More details on the data captured in the telmetry and how to set up your own telemetry data storage can be found here

enabled: True or False, enable/disables the telemetry collection feature

api_url: https://ulnmf9xv7j.execute-api.us-west-2.amazonaws.com/production #telemetry service endpoint

username: Telemetry service username

password: Telemetry service password

prometheus_backup: True or False, enables/disables prometheus data collection

prometheus_namespace: Namespace where prometheus is deployed, only needed if distribution is kubernetes

prometheus_container_name: Name of the prometheus container name, only needed if distribution is kubernetes

prometheus_pod_name: Name of the prometheus pod, only needed if distribution is kubernetes

full_prometheus_backup: True or False, if is set to False only the /prometheus/wal folder will be downloaded.

backup_threads: Number of telemetry download/upload threads, default is 5

archive_path: Local path where the archive files will be temporarly stored, default is /tmp

max_retries: Maximum number of upload retries (if 0 will retry forever), defaulted to 0

run_tag: If set, this will be appended to the run folder in the bucket (useful to group the runs)

archive_size: The size of the prometheus data archive size in KB. The lower the size of archive is the higher the number of archive files will be produced and uploaded (and processed by backup_threads simultaneously).

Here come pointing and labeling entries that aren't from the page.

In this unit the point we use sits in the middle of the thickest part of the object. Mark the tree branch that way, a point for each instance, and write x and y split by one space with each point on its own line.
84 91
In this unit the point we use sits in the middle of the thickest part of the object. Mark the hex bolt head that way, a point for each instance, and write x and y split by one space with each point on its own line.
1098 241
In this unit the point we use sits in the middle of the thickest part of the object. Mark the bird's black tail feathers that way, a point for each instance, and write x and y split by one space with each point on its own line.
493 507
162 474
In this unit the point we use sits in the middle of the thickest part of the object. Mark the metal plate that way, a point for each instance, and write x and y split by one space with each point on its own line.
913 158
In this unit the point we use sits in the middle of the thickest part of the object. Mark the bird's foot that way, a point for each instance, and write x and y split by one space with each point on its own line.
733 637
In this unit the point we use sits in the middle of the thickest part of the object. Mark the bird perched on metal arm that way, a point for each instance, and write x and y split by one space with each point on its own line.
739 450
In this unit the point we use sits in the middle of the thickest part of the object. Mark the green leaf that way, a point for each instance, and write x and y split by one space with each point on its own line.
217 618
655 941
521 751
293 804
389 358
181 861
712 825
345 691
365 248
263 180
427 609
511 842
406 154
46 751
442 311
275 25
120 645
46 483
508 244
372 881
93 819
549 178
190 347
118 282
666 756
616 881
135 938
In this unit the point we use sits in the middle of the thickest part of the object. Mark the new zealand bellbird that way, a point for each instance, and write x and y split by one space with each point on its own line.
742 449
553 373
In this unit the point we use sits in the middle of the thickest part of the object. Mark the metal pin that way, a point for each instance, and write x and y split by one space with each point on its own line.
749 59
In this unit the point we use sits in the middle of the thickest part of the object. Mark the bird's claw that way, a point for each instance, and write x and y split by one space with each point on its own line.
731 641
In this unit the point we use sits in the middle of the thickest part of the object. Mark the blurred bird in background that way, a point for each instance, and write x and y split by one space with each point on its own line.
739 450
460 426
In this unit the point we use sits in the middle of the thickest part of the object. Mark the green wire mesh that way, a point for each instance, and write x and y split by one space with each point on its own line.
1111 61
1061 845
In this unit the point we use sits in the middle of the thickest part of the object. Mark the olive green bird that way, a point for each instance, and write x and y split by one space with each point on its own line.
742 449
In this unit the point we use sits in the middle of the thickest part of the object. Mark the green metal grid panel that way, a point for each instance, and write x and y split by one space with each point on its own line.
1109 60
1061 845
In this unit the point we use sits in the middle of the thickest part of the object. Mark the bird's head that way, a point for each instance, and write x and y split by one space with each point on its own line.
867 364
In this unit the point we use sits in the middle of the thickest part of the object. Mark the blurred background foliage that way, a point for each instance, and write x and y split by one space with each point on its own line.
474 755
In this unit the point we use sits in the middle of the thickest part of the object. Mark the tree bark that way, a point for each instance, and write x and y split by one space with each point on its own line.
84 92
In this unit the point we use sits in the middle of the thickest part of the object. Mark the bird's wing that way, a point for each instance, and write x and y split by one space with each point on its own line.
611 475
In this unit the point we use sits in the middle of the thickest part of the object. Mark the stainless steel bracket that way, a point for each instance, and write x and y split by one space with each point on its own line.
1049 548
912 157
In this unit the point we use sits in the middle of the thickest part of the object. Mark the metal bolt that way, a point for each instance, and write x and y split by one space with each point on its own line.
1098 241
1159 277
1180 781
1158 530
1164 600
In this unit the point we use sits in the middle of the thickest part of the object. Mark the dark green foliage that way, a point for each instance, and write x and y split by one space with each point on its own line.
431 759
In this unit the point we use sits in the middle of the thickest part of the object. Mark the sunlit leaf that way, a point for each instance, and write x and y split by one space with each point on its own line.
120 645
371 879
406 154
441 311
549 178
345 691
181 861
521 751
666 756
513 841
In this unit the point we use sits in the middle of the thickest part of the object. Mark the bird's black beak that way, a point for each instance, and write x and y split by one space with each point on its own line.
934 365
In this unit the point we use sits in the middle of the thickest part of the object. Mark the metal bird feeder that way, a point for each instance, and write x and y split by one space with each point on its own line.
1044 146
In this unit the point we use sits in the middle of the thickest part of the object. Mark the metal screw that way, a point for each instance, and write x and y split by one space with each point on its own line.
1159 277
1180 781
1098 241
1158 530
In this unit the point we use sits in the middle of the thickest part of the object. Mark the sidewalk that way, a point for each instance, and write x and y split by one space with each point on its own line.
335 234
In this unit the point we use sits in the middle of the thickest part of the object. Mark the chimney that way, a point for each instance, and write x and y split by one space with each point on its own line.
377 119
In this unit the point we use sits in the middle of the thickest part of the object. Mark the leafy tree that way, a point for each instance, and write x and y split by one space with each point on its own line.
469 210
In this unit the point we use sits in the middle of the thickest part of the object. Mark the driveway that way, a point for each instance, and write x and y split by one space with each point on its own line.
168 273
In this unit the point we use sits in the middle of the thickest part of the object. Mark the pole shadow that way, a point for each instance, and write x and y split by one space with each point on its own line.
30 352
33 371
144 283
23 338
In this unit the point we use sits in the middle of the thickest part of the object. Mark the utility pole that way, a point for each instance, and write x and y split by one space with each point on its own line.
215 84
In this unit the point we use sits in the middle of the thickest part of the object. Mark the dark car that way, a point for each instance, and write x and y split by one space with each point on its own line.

For unstable/slow connection is better to keep this value low increasing the number of backup_threads, in this way, on upload failure, the retry will happen only on the failed chunk without affecting the whole upload.

telemetry_group: If set will archive the telemetry in the S3 bucket on a folder named after the value, otherwise will use “default”

logs_backup: True

logs_filter_patterns: Way to filter out certain times from the logs

        - "(\\w{3}\\s\\d{1,2}\\s\\d{2}:\\d{2}:\\d{2}\\.\\d+).+"         # Sep 9 11:20:36.123425532
        - "kinit (\\d+/\\d+/\\d+\\s\\d{2}:\\d{2}:\\d{2})\\s+"          # kinit 2023/09/15 11:20:36 log
        - "(\\d{4}-\\d{2}-\\d{2}T\\d{2}:\\d{2}:\\d{2}\\.\\d+Z).+"      # 2023-09-15T11:20:36.123425532Z log

oc_cli_path: Optional, if not specified will be search in $PATH, default is /usr/bin/oc

events_backup: True or False, this will capture events that occurred during the chaos run. Will be saved to {archive_path}/events.json

Health Checks

Utilizing health check endpoints to observe application behavior during chaos injection, see more details about how this works and different ways to configure here

interval: Interval in seconds to perform health checks, default value is 2 seconds

config: Provide list of health check configurations for applications

  • url: Provide application endpoint

    bearer_token: Bearer token for authentication if any

    auth: Provide authentication credentials (username , password) in tuple format if any, ex:(“admin”,“secretpassword”)

    exit_on_failure: If value is True exits when health check failed for application, values can be True/False

Virt Checks

Utilizing kube virt checks observe VMI’s ssh connection behavior during chaos injection, see more details about how this works and different ways to configure here

interval: Interval in seconds to perform virt checks, default value is 2 seconds

namespace: VMI Namespace, needs to be set or checks won’t be run

name: Provided VMI regex name to match on; optional, if left blank will find all names in namespace

only_failures: Boolean of whether to show all VMI’s failures and successful ssh connection (False), or only failure status’ (True)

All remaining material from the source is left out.